Unusual majors help some colleges stand out from the crowd — and boost enrollment
The Hechinger Report
December 18, 2022
MCPHERSON, Kan. — So polished is the finish of the classic car that, like a mirror, it reflects the reverential faces staring at it.
Only 203 of this version of the iconic 1953 Mercedes-Benz 300S Cabriolet were ever built. They sold for three times the price of a Cadillac and were snapped up as status symbols by the likes of Clark Gable, Bing Crosby, Cary Grant and Gary Cooper.
Those famous names aren’t what interest the people in this garage bay, though. Their obsession is the car, which has been under restoration for six years by students at this college in sparsely settled central Kansas, in the hope that it will win the world’s most prestigious classic car event next summer: the annual Pebble Beach Concours d’Elegance.

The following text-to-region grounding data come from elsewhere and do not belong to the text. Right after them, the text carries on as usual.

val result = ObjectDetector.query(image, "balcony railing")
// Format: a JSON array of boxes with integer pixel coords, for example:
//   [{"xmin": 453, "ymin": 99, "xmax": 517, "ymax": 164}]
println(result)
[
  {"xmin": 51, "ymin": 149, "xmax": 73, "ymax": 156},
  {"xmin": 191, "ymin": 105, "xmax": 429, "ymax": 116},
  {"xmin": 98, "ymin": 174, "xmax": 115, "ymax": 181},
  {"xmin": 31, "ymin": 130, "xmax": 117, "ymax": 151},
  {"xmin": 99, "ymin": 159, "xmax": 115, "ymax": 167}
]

That’s an unusual ambition for a small college — which is exactly the point. This particular small college has what it says is the country’s only four-year bachelor’s degree in automotive restoration, a major that combines engineering, history, business, communication, art and other disciplines.
It’s an example of the way a small regional higher education institution can stand out in a crowded field of competitors at a time when many other schools appear intent on trying to attract applicants by becoming more alike than different.
“There’s an entire culture around the classic car, and at the center of that world is McPherson College,” declared Michael Schneider, president of the college, which is home to this one-of-a-kind program in automotive engineering.
Not many people outside of its hometown of 14,000, named for Civil War Union General James Birdseye McPherson, have likely heard of the school. But there are enough devotees of classic cars, students who want to learn how to restore and preserve them and employers who need workers with those skills that its unusual specialty is paying off.